Even on the news front, the U.S. Postal Service gets eclipsed by the Internet. Marketers who used to be on tenterhooks regarding the agency's push to a five-day delivery week now are focused on a bigger threat: a draft federal privacy bill that would further regulate the collection and use of online and offline data, making it harder to come by postal addresses in the first place.
Introduced by Rep. Rick Boucher and co-sponsored by Rep. Cliff Stearns, the unnamed draft bill widens the definition of personally identifiable information and prescribes specific disclosure and consumer control provisions depending on the type of data involved. For example, "covered information" includes a consumer's name, postal address, telephone/fax number, e-mail address, Social Security number, IP address and other similar details. According to the proposed bill, before an entity can collect any covered information, it must conspicuously notify consumers of its privacy practices, explaining how such data is collected, used and disclosed; individuals must be given the opportunity to opt out before collection.
The second type of personal data is "sensitive information," which includes medical records, ethnicity, religious beliefs, sexual orientation, financial records and precise geolocation information. Businesses must obtain an individual's express opt-in consent to collect and use sensitive information.

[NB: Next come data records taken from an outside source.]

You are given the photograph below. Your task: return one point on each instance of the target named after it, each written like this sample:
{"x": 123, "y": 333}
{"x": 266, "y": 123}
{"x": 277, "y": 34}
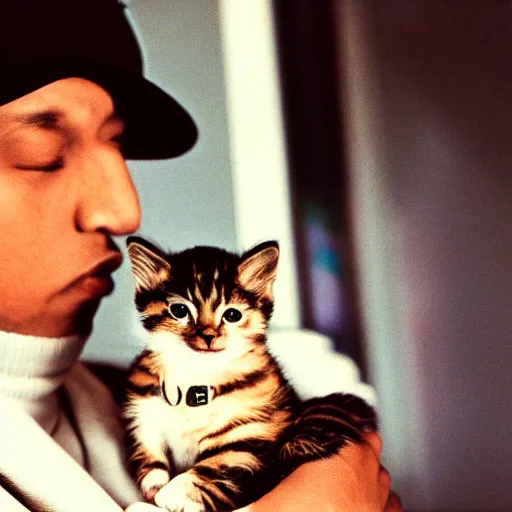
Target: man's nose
{"x": 108, "y": 199}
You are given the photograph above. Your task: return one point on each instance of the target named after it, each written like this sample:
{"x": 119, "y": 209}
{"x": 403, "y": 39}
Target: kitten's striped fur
{"x": 254, "y": 430}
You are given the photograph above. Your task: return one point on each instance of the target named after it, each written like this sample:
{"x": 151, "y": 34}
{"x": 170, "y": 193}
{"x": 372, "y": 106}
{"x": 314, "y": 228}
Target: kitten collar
{"x": 195, "y": 396}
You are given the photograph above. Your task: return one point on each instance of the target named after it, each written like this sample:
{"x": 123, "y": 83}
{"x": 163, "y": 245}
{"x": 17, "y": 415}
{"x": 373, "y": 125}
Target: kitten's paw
{"x": 153, "y": 482}
{"x": 180, "y": 495}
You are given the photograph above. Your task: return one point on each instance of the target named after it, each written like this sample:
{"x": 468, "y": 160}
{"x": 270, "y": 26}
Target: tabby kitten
{"x": 212, "y": 422}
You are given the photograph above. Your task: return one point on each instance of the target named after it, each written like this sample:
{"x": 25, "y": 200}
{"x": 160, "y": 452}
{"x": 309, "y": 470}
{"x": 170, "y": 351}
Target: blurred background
{"x": 373, "y": 139}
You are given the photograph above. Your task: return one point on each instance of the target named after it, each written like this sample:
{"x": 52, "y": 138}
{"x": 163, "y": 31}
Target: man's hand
{"x": 353, "y": 481}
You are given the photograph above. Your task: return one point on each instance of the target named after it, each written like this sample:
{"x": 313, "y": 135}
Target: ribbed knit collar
{"x": 31, "y": 370}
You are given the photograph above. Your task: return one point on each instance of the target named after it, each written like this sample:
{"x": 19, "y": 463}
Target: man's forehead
{"x": 69, "y": 100}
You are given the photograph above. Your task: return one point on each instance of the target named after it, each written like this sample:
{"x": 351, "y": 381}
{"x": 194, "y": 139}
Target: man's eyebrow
{"x": 50, "y": 119}
{"x": 43, "y": 119}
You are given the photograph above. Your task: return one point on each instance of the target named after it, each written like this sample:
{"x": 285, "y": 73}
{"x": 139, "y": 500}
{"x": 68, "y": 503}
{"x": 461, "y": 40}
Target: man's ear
{"x": 258, "y": 269}
{"x": 149, "y": 266}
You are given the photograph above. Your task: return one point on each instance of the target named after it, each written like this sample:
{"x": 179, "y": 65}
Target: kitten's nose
{"x": 208, "y": 335}
{"x": 208, "y": 338}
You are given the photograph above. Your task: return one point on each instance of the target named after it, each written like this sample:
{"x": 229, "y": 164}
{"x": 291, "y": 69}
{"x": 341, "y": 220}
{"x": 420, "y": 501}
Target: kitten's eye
{"x": 232, "y": 315}
{"x": 179, "y": 310}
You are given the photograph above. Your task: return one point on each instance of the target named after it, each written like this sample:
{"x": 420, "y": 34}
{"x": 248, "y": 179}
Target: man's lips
{"x": 97, "y": 280}
{"x": 105, "y": 267}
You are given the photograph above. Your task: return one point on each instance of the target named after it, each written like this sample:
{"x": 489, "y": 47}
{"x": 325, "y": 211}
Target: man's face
{"x": 64, "y": 189}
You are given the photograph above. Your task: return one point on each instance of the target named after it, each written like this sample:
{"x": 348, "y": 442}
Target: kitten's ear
{"x": 149, "y": 267}
{"x": 258, "y": 269}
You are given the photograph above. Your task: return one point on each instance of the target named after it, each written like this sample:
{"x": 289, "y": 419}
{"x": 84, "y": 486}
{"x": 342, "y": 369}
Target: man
{"x": 73, "y": 106}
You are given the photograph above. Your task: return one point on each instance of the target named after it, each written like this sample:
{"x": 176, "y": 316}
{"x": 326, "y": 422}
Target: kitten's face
{"x": 206, "y": 298}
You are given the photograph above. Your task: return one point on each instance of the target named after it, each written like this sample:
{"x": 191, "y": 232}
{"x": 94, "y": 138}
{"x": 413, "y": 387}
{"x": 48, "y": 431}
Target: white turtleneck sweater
{"x": 70, "y": 458}
{"x": 44, "y": 443}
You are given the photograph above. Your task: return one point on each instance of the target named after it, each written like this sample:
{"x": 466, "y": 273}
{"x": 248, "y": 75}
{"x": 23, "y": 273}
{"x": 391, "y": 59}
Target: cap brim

In addition, the draft indicates consumers need to opt in for companies to share both covered and sensitive information with unaffiliated third parties. The only exception is in the case of third-party ad networks, for which the draft defaults to an opt-out status—provided consumers have easy access to a link to the ad network, where they can edit their profiles and/or opt out of having one.
Given the proposed bill's extensive regulatory footprint, the congressmen released the draft with an entreaty to stakeholders to work with them to ensure the final version supports consumer privacy without unnecessary restriction of commercial activity. While the Direct Marketing Association and other industry trade organizations are on top of this development, so are consumer privacy groups that want tighter controls than those advanced by Boucher and Stearns.
What's more, Sen. Charles Schumer's high-profile flap with Facebook over its recently rolled-out "open graph platform"—which shares member data with third-party sites and displays members' activities on these sites on Facebook—is adding urgency for a government response on data collection practices as a whole.
If you've been sitting on the sidelines because the privacy issue wasn't at your doorstop … it is now.